Dr. Heger presented the case of a 30-year-old female who was seen for chronic pain post-cesarean section. The patient was prescribed 2 mg of Dilaudid (hydromorphone, a semi-synthetic opiate) every six hours PRN. The urine drug screen was negative for opiates, and the provider didn’t understand why.

A pathology resident who looked into the case found no problems with calibration or quality control, no recent lot changes of the assay, and no labeling problem. The specimen had been automatically aliquoted by the track system.

The laboratory sent the specimen out for confirmatory testing by liquid chromatography–tandem mass spectrometry. The result: 900 ng/mL of hydromorphone. “So clearly there’s hydromorphone in the sample, which we would expect,” Dr. Heger said.

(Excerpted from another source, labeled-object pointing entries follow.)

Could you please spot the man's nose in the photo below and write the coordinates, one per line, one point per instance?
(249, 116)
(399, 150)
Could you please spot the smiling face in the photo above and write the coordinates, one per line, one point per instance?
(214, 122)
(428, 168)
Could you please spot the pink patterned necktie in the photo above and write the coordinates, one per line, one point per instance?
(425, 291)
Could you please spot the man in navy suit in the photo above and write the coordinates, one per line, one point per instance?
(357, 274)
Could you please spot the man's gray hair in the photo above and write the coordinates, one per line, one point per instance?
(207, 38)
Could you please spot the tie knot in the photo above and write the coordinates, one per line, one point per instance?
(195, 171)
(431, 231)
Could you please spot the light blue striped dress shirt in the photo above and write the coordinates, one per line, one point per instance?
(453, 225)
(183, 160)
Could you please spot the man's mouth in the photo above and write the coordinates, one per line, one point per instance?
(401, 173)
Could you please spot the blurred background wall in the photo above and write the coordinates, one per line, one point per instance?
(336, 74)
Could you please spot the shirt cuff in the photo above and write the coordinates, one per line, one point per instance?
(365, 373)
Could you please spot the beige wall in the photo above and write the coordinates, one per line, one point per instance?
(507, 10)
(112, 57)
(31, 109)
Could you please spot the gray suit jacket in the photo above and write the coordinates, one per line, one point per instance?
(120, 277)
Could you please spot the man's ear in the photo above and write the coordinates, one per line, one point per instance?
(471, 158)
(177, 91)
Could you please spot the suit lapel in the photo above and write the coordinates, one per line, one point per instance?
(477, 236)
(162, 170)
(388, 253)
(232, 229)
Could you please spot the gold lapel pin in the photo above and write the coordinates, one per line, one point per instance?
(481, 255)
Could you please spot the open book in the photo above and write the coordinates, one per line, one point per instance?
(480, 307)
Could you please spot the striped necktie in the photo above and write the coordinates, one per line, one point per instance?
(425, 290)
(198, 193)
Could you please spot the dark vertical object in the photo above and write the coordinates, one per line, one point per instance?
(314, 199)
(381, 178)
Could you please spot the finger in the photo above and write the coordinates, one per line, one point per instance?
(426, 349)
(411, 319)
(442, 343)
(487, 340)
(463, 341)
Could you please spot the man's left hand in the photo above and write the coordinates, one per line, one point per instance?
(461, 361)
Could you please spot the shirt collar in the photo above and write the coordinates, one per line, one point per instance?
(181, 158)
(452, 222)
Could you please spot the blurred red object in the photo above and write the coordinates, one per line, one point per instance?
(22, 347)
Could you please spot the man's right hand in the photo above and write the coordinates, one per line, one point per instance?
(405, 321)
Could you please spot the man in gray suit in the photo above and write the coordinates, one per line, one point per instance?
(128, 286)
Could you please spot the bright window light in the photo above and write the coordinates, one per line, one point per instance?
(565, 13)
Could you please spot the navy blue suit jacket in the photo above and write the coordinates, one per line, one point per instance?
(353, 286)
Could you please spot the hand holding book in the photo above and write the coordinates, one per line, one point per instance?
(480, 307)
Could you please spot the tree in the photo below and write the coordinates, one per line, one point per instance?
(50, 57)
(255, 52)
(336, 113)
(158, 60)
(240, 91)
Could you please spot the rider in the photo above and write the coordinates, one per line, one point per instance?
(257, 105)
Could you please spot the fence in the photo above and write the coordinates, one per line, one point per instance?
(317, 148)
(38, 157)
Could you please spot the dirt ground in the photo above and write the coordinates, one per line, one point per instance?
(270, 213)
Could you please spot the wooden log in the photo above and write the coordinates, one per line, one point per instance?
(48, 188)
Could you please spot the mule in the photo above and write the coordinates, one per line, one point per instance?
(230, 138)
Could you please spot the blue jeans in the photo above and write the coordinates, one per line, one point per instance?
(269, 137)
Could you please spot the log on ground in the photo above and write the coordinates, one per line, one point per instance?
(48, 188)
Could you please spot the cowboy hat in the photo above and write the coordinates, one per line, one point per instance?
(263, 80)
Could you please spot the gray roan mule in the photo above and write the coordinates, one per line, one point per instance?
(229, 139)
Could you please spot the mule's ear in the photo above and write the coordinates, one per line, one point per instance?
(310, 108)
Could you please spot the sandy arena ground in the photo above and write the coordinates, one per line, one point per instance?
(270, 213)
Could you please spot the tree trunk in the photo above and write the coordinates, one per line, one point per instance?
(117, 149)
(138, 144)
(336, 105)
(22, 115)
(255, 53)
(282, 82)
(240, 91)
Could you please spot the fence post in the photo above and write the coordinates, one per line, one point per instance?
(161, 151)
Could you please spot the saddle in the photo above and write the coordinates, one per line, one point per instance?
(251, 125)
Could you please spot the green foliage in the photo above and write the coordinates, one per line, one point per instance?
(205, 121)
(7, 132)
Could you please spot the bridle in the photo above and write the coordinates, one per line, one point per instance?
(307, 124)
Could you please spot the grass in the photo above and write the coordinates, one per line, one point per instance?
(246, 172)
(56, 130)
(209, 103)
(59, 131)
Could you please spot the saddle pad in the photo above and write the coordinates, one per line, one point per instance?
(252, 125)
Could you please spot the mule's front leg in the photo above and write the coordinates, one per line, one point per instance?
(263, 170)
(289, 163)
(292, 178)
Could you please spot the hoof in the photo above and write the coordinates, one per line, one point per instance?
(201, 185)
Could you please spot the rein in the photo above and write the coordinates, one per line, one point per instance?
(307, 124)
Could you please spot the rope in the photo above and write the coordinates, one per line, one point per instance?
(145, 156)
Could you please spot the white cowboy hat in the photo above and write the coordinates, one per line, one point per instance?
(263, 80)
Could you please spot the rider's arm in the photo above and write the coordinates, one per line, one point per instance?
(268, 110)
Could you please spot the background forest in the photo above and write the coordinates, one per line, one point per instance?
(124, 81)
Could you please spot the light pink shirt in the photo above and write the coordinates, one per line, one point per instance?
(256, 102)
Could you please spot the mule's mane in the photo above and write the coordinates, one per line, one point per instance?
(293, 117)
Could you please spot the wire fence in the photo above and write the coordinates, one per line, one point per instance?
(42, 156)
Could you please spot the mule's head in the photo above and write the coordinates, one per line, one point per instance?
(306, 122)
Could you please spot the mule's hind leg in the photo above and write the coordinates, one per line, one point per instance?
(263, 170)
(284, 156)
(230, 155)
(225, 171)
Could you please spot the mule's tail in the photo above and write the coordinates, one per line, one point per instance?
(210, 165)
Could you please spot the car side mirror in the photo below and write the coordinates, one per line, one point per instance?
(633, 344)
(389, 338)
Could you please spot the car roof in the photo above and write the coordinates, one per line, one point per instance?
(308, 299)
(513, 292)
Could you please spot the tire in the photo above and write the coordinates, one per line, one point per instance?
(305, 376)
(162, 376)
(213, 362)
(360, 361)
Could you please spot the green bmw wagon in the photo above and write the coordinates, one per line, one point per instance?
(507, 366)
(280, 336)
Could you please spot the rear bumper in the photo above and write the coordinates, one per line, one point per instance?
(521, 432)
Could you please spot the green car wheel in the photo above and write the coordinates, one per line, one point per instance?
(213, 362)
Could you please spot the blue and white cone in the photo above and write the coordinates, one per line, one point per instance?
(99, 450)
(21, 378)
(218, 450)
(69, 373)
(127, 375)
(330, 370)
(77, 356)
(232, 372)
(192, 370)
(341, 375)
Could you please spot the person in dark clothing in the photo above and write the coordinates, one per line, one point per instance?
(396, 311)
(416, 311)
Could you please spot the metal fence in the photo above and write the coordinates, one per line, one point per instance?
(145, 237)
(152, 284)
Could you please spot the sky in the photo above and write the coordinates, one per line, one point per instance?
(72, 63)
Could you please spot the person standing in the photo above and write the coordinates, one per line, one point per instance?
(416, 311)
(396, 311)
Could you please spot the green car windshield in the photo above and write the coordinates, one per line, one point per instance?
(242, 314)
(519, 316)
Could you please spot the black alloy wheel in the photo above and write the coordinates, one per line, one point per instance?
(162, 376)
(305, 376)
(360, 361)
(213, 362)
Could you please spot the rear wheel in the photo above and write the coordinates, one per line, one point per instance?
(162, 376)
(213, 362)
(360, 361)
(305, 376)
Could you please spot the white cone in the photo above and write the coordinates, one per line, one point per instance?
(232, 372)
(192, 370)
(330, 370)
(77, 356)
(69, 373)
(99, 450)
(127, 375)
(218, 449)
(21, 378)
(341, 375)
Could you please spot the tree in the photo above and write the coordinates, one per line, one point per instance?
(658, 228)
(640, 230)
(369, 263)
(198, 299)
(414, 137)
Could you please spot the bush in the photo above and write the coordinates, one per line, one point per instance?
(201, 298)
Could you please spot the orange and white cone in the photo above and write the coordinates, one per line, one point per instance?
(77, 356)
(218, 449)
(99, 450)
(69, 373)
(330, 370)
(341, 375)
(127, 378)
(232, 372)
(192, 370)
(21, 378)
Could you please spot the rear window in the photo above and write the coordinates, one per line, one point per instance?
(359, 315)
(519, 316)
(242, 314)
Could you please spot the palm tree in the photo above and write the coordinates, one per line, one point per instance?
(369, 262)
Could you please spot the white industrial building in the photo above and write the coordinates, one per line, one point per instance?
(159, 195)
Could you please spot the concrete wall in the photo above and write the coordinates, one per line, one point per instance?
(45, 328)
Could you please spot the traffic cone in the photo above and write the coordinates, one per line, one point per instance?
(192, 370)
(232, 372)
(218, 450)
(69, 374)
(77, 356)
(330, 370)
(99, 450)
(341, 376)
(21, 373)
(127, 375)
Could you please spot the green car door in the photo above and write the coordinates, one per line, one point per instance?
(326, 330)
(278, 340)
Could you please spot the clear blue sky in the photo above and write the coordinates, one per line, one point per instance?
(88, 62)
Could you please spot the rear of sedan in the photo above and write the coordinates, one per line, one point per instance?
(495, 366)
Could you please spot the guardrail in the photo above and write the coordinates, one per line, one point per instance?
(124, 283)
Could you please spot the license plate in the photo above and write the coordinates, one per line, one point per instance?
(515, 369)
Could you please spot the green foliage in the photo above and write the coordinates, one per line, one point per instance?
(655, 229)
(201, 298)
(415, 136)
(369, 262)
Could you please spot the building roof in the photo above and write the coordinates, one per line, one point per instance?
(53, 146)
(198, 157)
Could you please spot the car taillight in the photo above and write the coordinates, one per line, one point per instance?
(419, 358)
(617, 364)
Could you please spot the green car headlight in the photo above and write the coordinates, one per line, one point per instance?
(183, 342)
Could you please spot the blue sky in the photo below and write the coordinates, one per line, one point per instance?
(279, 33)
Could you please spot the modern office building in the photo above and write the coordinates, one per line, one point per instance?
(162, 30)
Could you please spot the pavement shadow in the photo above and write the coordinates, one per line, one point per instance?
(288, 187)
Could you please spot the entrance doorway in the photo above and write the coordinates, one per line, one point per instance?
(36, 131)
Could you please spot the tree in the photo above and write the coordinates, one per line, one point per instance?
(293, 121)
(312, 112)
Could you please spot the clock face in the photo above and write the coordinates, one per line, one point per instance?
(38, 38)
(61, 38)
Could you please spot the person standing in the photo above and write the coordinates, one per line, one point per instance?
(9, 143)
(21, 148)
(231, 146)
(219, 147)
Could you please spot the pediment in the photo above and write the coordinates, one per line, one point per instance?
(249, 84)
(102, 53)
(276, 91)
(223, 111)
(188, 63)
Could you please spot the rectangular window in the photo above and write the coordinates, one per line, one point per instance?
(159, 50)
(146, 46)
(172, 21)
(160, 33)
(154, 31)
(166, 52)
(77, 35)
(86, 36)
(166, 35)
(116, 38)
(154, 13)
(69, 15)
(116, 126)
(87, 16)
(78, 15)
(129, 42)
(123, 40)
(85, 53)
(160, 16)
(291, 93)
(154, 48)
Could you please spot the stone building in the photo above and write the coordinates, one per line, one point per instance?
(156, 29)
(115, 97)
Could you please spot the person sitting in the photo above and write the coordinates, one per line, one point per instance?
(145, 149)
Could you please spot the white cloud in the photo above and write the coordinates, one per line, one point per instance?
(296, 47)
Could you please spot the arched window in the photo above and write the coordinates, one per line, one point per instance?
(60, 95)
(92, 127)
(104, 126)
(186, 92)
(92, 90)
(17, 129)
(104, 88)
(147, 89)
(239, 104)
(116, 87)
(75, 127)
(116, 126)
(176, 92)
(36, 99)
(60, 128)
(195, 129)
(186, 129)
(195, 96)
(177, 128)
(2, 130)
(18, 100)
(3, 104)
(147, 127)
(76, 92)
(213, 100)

The resident then pulled the package insert: “This particular assay for opiates does not strongly cross-react with hydromorphone,” Dr. Heger said. “We need concentrations of 1,400 ng/mL at least or higher to report a positive result for the opiates assay.”

The laboratory explained to the provider that the assay was best designed to pick up naturally occurring opiates, such as morphine and codeine, and less so for hydrocodone and hydromorphone. The laboratory decided to improve its communication with and education of providers by using links on its intranet site about common cross-reactants and at what concentrations for some assays.